Médiateur: La question des personnes disparues n'entre pas dans le dialogue comme compromis, mais comme obligation prioritaire

Dans le programme national pour les personnes disparues violentes, le Médiateur Naim Celaj a déclaré que même après 25 ans, il n'y a toujours pas de justice. Il a appelé les institutions locales et internationales à faire pression sur la partie responsable afin de blanchir le sort des personnes disparues pendant la guerre [...]
Il a appelé les institutions locales et internationales à faire pression sur la partie responsable afin d'éclaircir le sort des personnes disparues durant la récente guerre au Kosovo.

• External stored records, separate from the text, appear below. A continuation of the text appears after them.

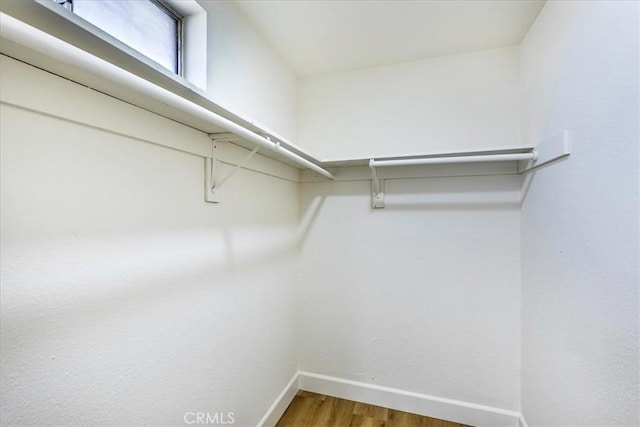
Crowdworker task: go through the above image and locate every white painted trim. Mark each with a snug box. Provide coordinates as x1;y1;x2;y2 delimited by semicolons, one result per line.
298;371;520;427
258;372;300;427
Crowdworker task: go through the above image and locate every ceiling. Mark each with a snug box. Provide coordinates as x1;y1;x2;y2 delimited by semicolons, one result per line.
234;0;544;77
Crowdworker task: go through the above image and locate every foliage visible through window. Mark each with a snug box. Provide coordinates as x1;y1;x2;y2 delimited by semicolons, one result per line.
55;0;182;74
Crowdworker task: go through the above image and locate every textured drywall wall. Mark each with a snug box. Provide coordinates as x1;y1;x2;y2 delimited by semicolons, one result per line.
521;2;640;427
198;0;297;142
0;57;298;425
298;47;520;159
297;175;521;410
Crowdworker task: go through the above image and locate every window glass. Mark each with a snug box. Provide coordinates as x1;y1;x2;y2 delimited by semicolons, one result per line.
72;0;181;74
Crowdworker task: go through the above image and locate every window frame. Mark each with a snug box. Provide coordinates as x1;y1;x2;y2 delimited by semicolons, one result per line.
53;0;185;78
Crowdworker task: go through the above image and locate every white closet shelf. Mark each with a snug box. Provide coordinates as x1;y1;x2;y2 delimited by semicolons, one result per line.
0;6;569;208
0;6;332;178
322;146;535;168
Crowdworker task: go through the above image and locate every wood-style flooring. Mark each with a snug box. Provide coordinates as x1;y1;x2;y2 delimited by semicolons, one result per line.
276;390;476;427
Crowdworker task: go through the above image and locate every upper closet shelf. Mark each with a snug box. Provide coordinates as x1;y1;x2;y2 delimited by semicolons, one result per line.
0;10;333;179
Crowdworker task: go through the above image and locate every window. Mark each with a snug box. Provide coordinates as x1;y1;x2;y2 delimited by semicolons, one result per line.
55;0;183;75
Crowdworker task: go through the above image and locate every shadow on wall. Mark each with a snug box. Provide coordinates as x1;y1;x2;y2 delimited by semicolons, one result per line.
299;174;525;234
2;227;295;345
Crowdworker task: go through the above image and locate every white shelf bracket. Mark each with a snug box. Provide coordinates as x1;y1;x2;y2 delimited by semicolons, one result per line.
204;140;220;203
369;159;384;209
205;140;260;203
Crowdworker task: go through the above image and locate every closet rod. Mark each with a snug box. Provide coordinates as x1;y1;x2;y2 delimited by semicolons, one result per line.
369;150;538;168
0;13;333;179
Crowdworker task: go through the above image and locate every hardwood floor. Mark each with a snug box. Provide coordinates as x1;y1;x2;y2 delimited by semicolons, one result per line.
276;390;476;427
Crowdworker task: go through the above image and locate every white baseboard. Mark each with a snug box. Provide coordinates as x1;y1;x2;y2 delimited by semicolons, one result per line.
258;372;300;427
296;372;527;427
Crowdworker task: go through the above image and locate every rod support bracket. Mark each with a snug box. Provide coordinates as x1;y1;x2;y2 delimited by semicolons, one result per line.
369;159;384;209
371;179;384;209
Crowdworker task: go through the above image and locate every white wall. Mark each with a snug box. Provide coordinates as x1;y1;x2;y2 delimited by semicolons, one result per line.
198;0;297;142
521;2;640;426
298;175;521;411
0;57;298;425
298;47;520;159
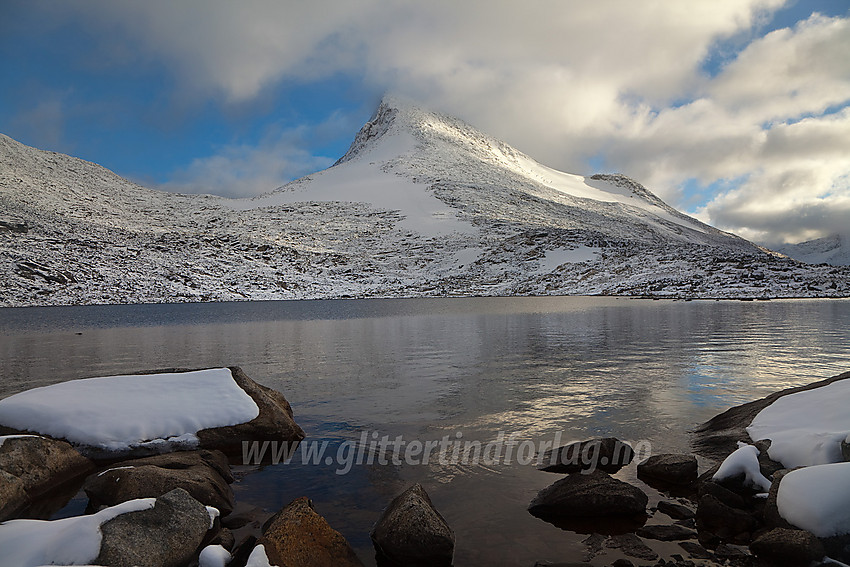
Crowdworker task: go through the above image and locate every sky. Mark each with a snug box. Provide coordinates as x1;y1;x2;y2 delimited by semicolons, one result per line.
0;0;850;245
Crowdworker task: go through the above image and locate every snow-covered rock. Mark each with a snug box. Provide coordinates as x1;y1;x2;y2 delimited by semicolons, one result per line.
0;99;850;306
776;234;850;266
747;380;850;468
0;367;304;458
776;463;850;538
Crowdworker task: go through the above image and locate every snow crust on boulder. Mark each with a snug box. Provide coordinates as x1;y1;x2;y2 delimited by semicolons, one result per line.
712;445;771;491
747;380;850;468
0;368;260;458
776;463;850;538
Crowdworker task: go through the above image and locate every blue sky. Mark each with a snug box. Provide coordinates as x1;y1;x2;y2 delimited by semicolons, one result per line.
0;0;850;244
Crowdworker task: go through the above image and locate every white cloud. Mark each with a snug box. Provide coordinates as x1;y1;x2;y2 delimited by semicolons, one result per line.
43;0;850;244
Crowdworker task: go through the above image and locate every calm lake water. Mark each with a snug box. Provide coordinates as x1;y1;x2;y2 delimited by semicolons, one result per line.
0;297;850;567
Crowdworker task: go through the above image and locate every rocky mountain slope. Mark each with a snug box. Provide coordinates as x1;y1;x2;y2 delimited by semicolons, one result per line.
777;234;850;266
0;100;850;306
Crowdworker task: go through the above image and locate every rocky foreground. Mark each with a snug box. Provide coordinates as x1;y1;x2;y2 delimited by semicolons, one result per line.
0;368;850;567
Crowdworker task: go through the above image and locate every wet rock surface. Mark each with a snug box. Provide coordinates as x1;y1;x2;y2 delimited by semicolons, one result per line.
257;497;363;567
371;483;455;566
83;450;234;516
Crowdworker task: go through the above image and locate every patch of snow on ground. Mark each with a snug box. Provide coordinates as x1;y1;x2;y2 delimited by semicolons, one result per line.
0;368;260;451
747;380;850;468
245;544;272;567
223;133;476;237
776;463;850;537
712;445;771;490
0;435;39;447
538;245;602;273
0;498;156;567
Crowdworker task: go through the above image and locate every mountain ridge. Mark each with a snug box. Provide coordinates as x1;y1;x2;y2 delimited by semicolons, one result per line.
0;99;850;306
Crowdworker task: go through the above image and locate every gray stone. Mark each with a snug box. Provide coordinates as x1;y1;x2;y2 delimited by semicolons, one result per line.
605;534;658;561
658;500;694;520
637;453;697;486
762;469;794;529
528;471;649;519
693;372;850;462
257;497;363;567
94;488;210;567
0;470;29;521
83;450;234;516
635;524;697;541
750;528;825;567
538;437;635;473
0;435;94;521
371;483;455;566
679;541;712;559
696;494;758;545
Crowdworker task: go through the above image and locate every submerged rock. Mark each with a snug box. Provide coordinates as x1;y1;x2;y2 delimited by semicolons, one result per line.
637;453;697;486
257;497;363;567
83;450;234;516
0;435;94;521
528;471;649;519
94;488;211;567
539;437;635;473
371;483;455;566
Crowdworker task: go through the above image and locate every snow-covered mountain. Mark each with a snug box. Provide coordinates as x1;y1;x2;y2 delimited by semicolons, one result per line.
776;234;850;266
0;99;850;306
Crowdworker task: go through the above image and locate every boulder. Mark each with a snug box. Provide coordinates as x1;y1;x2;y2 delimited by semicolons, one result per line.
0;469;29;522
257;497;363;567
762;469;798;529
605;534;658;561
696;494;758;545
698;480;749;510
83;450;234;516
658;500;694;520
528;471;649;519
637;453;697;486
750;528;825;567
538;437;635;474
94;488;211;567
635;524;697;541
693;372;850;462
0;435;94;521
371;483;455;566
197;366;304;454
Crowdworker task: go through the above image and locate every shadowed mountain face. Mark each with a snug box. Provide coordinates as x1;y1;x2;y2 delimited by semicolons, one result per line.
0;99;850;306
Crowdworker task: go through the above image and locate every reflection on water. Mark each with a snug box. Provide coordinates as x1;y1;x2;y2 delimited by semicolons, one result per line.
0;298;850;565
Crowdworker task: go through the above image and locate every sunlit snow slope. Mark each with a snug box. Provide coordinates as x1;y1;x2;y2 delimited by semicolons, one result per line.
0;99;850;306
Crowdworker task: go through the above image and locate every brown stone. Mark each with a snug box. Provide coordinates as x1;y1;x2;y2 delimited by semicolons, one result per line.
257;497;363;567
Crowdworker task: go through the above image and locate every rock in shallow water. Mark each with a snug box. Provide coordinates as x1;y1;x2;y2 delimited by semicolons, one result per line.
528;471;648;519
539;437;635;474
0;435;94;521
637;453;697;486
257;496;363;567
371;483;455;566
750;528;825;567
83;450;234;516
94;488;210;567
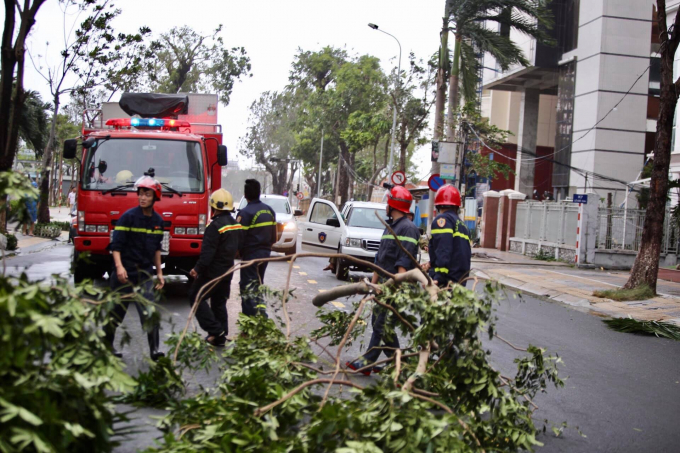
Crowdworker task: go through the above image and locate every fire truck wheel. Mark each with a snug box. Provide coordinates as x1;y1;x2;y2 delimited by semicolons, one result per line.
335;249;349;281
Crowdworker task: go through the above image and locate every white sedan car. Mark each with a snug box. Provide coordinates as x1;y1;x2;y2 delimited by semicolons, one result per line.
300;198;386;280
237;194;302;255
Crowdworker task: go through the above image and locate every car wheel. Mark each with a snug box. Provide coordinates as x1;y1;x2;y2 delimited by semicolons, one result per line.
335;251;349;281
71;250;91;284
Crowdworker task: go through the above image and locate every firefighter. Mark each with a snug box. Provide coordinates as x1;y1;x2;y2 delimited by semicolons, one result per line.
346;186;420;376
189;189;241;346
424;184;472;287
106;175;165;360
236;179;277;316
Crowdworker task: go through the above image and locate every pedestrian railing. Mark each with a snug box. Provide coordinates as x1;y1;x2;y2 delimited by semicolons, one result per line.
595;208;678;253
514;201;578;247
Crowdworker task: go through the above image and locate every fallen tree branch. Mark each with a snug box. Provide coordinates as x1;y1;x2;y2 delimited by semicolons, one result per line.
408;392;485;453
312;269;430;307
404;341;430;392
319;296;375;410
255;379;364;417
394;349;401;387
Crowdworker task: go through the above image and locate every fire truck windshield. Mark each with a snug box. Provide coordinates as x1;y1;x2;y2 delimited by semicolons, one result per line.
83;138;205;193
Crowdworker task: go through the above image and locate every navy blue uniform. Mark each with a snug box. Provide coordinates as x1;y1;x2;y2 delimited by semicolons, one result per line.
429;211;472;287
236;200;277;316
361;216;420;364
189;211;241;337
375;216;420;274
106;206;163;354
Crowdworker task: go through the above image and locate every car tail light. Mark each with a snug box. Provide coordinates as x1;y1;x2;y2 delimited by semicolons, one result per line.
198;214;207;234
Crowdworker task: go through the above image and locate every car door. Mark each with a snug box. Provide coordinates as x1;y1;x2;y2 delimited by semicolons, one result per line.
301;199;345;253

Le sort de plus de 1600 personnes disparues est encore inconnu. C'est troublant et injuste pour les victimes. Le médiateur appelle les institutions locales et les organisations internationales sans compromis à faire pression sur les autorités responsables pour qu'elles fournissent tout le soutien et les données nécessaires à l'apparition du sort des personnes disparues”, a-t-il déclaré.
Par la suite, le refus ou la réticence à fournir des éléments de preuve qui mèneraient à l'apparition du sort des personnes disparues est un déni de crimes.
Il a demandé que cette question ne s'inscrive pas seulement dans le dialogue de compromis, mais soit l'obligation de priorité.
“Le refus, le refus de coopérer et la réticence à présenter des preuves sont inacceptables et représentent un déni de crimes. Il est inacceptable de placer sur la table dans le dialogue politique et d'essayer de faire un compromis avec le sort des personnes disparues si l'on ne considère pas qu'il s'agit de l'obligation comme l'exigence claire et préalable de toute autre initiative, qui doit être considérée comme une priorité”, a-t-il déclaré à une table de discussion.
Selon lui, toute tentative d'établir d'autres conditions pour blanchir le sort des disparus est la poursuite des crimes de guerre.